I'm dealing with some sensitive data that I need to process using a language model (LLM). After processing, I want to encrypt this data before storing it in a bucket. It's important that I don't use the default Key Management Service (KMS) for the encryption. Additionally, I need to ensure the data can be safely decrypted client-side, ideally using something like WebCrypto. The main concern here is that I want to prevent this sensitive information from being exposed to the cloud infrastructure at any point. Can anyone validate my approach or provide suggestions?
5 Answers
If you're not hosting your own LLM, that could be a significant security risk. Make sure you assess the security of the LLM you're using.

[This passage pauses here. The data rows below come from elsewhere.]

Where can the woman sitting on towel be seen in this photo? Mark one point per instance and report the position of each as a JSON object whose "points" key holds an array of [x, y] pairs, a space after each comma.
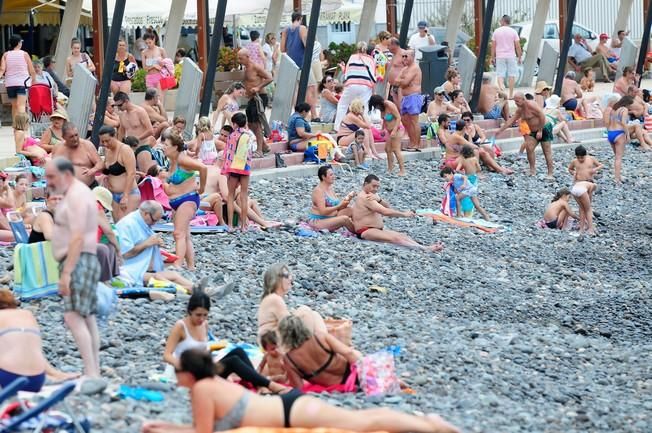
{"points": [[192, 332], [276, 284], [22, 353], [219, 405]]}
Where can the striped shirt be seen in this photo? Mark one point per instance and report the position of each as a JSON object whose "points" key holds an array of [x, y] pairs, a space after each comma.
{"points": [[360, 71], [16, 72]]}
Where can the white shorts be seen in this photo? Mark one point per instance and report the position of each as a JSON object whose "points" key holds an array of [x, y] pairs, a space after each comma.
{"points": [[506, 68]]}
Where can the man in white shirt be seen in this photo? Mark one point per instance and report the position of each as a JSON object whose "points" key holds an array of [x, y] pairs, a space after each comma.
{"points": [[506, 54], [580, 58], [421, 39]]}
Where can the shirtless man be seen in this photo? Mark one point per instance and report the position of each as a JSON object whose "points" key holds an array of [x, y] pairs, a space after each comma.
{"points": [[81, 153], [74, 244], [395, 67], [540, 131], [409, 80], [133, 120], [155, 111], [368, 213], [489, 104], [256, 79]]}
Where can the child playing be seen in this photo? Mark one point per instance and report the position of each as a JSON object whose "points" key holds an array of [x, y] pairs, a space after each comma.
{"points": [[558, 210], [587, 82], [463, 188], [272, 364], [356, 151]]}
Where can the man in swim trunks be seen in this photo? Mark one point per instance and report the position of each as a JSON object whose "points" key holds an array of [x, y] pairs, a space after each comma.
{"points": [[81, 153], [368, 212], [256, 80], [540, 131], [74, 245], [133, 120], [412, 100], [395, 67]]}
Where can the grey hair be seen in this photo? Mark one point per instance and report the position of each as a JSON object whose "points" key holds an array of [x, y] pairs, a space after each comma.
{"points": [[293, 332], [272, 278], [151, 207], [63, 165]]}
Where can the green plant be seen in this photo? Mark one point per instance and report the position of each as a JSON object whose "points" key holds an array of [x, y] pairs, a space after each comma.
{"points": [[138, 82]]}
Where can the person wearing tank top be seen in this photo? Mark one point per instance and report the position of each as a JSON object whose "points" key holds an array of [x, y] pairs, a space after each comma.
{"points": [[293, 39], [16, 67]]}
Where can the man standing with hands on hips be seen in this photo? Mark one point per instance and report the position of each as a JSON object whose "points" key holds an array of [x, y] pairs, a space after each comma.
{"points": [[506, 54]]}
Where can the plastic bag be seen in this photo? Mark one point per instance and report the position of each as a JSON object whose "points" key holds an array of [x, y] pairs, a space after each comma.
{"points": [[377, 375]]}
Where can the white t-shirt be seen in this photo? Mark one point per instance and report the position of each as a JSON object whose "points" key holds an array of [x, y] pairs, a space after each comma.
{"points": [[504, 38], [416, 42]]}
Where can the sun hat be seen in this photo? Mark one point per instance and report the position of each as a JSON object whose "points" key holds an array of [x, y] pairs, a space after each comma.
{"points": [[103, 196], [60, 114], [553, 101], [541, 86]]}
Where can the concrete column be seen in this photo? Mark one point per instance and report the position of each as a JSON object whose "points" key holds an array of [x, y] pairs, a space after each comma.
{"points": [[367, 20], [534, 43], [67, 31], [274, 15], [454, 20], [173, 27]]}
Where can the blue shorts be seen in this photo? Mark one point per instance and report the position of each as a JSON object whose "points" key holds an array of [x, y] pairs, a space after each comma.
{"points": [[14, 91], [34, 383], [412, 104], [193, 197], [117, 196], [494, 113]]}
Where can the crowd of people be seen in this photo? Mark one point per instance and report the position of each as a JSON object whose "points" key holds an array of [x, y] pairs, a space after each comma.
{"points": [[101, 227]]}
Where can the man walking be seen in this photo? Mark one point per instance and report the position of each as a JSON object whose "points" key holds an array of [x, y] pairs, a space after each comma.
{"points": [[74, 244], [506, 54]]}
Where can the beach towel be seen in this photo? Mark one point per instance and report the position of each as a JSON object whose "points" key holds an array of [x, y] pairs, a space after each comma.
{"points": [[479, 224], [36, 272], [133, 230]]}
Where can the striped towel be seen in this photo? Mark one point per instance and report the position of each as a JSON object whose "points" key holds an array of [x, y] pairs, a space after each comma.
{"points": [[36, 272]]}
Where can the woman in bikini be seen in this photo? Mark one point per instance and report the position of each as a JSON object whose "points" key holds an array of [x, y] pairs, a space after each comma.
{"points": [[181, 188], [277, 282], [54, 133], [616, 117], [192, 332], [219, 405], [120, 163], [328, 212], [392, 126]]}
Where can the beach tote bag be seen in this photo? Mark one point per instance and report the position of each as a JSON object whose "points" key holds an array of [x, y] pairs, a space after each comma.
{"points": [[377, 375]]}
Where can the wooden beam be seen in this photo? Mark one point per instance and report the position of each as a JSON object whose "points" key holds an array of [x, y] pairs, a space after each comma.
{"points": [[98, 37], [202, 32]]}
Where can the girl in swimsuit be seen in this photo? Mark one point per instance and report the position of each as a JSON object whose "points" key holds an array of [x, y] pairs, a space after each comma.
{"points": [[391, 124], [120, 170], [329, 212], [182, 190], [616, 120], [219, 405], [53, 135]]}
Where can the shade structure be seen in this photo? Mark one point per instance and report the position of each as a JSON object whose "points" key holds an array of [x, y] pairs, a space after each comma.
{"points": [[17, 12]]}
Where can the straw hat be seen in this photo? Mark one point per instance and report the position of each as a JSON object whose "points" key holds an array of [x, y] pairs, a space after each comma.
{"points": [[553, 102], [60, 114], [541, 86], [103, 196]]}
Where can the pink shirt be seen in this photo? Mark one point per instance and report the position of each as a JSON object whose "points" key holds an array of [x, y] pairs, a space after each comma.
{"points": [[504, 38]]}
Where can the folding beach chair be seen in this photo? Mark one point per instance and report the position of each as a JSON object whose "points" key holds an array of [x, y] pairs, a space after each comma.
{"points": [[37, 414]]}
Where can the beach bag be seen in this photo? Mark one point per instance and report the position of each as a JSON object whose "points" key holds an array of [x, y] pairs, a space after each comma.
{"points": [[342, 329], [376, 374]]}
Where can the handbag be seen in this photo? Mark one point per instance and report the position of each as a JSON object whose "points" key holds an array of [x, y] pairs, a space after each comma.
{"points": [[376, 374]]}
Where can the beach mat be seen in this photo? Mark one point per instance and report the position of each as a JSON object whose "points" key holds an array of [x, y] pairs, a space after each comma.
{"points": [[476, 223], [169, 228]]}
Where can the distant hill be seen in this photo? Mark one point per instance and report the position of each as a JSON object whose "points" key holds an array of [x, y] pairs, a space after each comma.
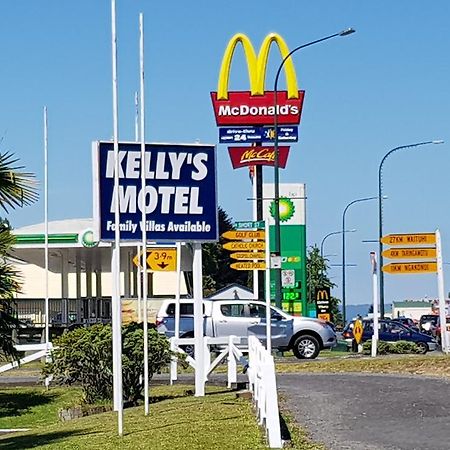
{"points": [[362, 310]]}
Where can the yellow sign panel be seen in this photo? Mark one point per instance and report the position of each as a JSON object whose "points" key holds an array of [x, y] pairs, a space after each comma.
{"points": [[358, 331], [410, 253], [244, 234], [409, 239], [248, 255], [239, 245], [159, 260], [410, 267], [248, 266]]}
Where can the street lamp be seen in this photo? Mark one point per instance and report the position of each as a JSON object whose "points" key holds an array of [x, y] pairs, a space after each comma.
{"points": [[276, 159], [364, 199], [380, 212], [331, 234]]}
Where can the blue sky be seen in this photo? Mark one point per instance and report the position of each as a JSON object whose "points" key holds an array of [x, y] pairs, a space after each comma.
{"points": [[386, 85]]}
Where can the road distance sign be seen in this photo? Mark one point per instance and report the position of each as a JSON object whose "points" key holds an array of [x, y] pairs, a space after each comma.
{"points": [[410, 268], [410, 253], [409, 239]]}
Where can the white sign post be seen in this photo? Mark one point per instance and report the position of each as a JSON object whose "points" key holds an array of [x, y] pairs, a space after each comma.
{"points": [[373, 260], [441, 293]]}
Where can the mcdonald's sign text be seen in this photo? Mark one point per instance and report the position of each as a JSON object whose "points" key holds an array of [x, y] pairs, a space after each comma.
{"points": [[242, 108], [258, 155]]}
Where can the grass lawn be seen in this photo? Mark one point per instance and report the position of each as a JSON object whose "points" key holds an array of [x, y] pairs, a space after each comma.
{"points": [[176, 421], [429, 365]]}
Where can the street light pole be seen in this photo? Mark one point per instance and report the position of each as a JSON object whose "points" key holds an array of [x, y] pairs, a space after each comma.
{"points": [[380, 212], [276, 159], [331, 234], [343, 250]]}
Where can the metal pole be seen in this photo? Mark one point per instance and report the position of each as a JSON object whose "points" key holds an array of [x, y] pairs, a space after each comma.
{"points": [[277, 249], [144, 215], [115, 266], [380, 212], [373, 259]]}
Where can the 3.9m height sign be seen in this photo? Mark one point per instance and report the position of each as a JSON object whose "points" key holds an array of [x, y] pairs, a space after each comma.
{"points": [[180, 196]]}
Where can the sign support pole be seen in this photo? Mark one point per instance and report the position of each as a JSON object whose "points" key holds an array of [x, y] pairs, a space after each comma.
{"points": [[441, 293], [268, 314], [373, 259], [115, 259], [198, 320]]}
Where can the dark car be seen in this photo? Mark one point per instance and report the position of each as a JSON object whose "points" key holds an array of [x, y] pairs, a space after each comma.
{"points": [[391, 331], [407, 322]]}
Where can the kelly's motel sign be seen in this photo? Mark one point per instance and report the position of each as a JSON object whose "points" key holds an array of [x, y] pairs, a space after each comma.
{"points": [[180, 196]]}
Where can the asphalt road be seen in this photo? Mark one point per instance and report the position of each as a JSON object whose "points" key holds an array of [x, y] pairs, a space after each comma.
{"points": [[368, 412]]}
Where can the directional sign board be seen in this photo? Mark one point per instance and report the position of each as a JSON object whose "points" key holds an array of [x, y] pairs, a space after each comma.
{"points": [[240, 245], [249, 224], [410, 268], [358, 331], [248, 266], [244, 234], [410, 253], [248, 255], [159, 260], [409, 239]]}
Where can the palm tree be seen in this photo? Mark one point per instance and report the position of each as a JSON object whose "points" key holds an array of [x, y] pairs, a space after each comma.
{"points": [[17, 189]]}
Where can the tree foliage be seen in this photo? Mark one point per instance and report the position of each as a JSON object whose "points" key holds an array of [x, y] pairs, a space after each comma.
{"points": [[84, 356], [317, 276]]}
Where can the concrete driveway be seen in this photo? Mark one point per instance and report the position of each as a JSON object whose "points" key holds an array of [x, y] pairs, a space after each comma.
{"points": [[368, 412]]}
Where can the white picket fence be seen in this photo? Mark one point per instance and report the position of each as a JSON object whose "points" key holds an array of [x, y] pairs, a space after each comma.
{"points": [[263, 385]]}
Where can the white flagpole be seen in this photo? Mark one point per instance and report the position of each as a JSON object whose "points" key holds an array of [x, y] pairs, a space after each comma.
{"points": [[144, 216], [47, 333], [115, 260]]}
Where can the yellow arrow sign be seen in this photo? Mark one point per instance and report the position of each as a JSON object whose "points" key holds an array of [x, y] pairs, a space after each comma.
{"points": [[408, 253], [244, 234], [410, 267], [248, 255], [409, 239], [239, 245], [159, 260], [248, 266]]}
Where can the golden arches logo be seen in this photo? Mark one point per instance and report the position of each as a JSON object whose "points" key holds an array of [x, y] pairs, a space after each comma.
{"points": [[256, 65]]}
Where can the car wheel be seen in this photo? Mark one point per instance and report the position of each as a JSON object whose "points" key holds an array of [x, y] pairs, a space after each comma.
{"points": [[422, 347], [306, 347]]}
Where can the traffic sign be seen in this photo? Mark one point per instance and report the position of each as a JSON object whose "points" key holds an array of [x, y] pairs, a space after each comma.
{"points": [[248, 255], [159, 260], [409, 239], [244, 234], [410, 253], [240, 245], [358, 331], [410, 267], [248, 266], [249, 224]]}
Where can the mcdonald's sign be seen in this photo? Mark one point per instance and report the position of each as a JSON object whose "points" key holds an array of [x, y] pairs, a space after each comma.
{"points": [[257, 106]]}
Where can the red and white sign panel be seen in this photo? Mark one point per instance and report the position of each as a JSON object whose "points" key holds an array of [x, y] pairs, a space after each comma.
{"points": [[241, 108], [258, 156]]}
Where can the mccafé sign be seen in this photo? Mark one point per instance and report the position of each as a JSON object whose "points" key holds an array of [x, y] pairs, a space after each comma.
{"points": [[257, 106], [254, 156]]}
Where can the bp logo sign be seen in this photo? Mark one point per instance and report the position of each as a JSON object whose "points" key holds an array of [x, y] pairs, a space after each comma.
{"points": [[287, 209], [87, 239]]}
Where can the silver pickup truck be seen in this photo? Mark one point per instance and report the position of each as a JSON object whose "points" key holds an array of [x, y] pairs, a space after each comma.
{"points": [[303, 335]]}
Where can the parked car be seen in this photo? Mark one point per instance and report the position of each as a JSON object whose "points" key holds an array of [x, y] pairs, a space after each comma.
{"points": [[391, 331], [303, 335], [407, 322]]}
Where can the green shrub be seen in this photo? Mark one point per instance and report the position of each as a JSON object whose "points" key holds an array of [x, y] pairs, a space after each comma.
{"points": [[84, 356], [384, 348]]}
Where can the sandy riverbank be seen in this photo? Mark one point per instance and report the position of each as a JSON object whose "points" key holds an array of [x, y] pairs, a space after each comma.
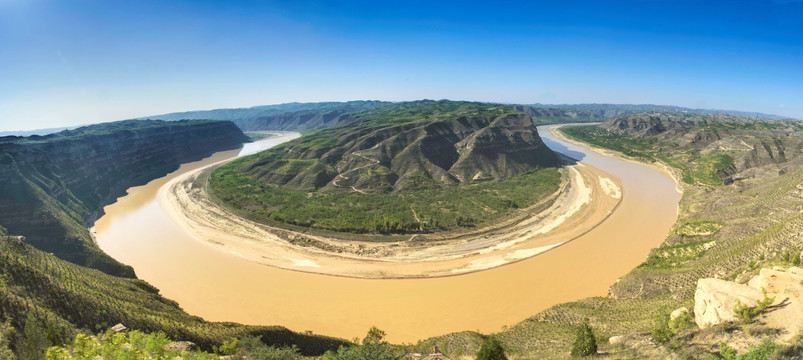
{"points": [[672, 173], [588, 197]]}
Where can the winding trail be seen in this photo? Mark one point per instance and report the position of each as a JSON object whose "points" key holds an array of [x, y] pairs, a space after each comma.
{"points": [[583, 202], [222, 286]]}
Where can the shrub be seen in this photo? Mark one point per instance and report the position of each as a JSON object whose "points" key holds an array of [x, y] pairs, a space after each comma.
{"points": [[661, 332], [491, 350], [746, 314], [585, 344]]}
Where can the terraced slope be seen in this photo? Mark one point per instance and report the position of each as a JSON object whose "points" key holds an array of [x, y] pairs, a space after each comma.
{"points": [[724, 231], [38, 290], [398, 168]]}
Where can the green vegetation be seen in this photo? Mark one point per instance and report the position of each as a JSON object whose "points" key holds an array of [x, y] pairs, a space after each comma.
{"points": [[747, 314], [54, 186], [138, 345], [373, 347], [585, 344], [437, 208], [491, 350], [694, 167], [254, 136], [699, 227], [47, 301], [110, 128], [661, 332], [394, 169], [429, 110], [767, 350]]}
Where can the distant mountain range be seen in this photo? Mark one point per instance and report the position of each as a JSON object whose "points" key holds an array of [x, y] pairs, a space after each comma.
{"points": [[310, 116], [306, 117]]}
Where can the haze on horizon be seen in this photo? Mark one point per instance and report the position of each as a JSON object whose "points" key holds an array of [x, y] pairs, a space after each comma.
{"points": [[71, 63]]}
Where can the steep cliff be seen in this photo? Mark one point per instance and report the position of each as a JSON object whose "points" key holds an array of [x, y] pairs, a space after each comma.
{"points": [[53, 186], [755, 147], [290, 116], [382, 158], [422, 166]]}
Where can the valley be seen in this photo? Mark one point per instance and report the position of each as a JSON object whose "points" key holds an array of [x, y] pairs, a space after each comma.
{"points": [[202, 277]]}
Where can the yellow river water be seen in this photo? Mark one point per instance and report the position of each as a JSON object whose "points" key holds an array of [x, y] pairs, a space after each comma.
{"points": [[219, 286]]}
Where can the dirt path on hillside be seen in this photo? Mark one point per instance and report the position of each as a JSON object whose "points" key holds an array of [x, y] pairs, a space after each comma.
{"points": [[587, 197]]}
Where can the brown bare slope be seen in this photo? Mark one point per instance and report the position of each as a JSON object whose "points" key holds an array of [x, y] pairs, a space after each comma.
{"points": [[464, 149]]}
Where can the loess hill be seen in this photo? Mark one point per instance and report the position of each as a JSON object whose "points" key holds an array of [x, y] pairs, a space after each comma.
{"points": [[406, 167]]}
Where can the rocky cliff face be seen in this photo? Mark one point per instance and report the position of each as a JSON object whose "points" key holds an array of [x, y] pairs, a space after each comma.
{"points": [[758, 147], [52, 187], [409, 156]]}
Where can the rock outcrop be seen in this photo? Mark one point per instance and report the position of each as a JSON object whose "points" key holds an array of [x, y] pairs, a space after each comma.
{"points": [[52, 187], [715, 299], [409, 156]]}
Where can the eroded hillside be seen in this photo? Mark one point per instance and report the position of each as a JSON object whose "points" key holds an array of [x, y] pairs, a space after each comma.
{"points": [[419, 166]]}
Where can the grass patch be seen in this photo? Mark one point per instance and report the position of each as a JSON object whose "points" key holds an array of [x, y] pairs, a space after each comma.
{"points": [[436, 208], [695, 168], [699, 227]]}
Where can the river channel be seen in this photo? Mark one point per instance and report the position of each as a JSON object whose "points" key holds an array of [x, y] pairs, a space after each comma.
{"points": [[219, 286]]}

Using a Customer Managed Key (CMK) in KMS for your S3 objects is a solid approach. It allows you to retain control over your encryption keys and ensure the data is secure during storage.
Consider implementing layer 7 encryption right within your application. This gives you complete control and may suit your needs if you're wary about trusting AWS.
If you're comfortable with AWS, utilizing KMS encryption like a CMK could give you assurance that the data isn’t exposed to the cloud infrastructure. On the other hand, client-side encryption offers another layer of security, especially if you use Server-Side Encryption with Customer-Provided Keys (SSE-C). It helps ensure AWS never has access to the encryption keys.
One thing to consider: how do you plan to ensure that the data remains encrypted while it's being processed in memory by the LLM? That's usually a tricky spot.
Encrypting data at rest and in transit is usually straightforward, but keeping it secure while it's actively being processed can be more challenging.
Great point! I’m definitely considering how to handle that aspect, as I want to make sure the data is protected throughout its lifecycle.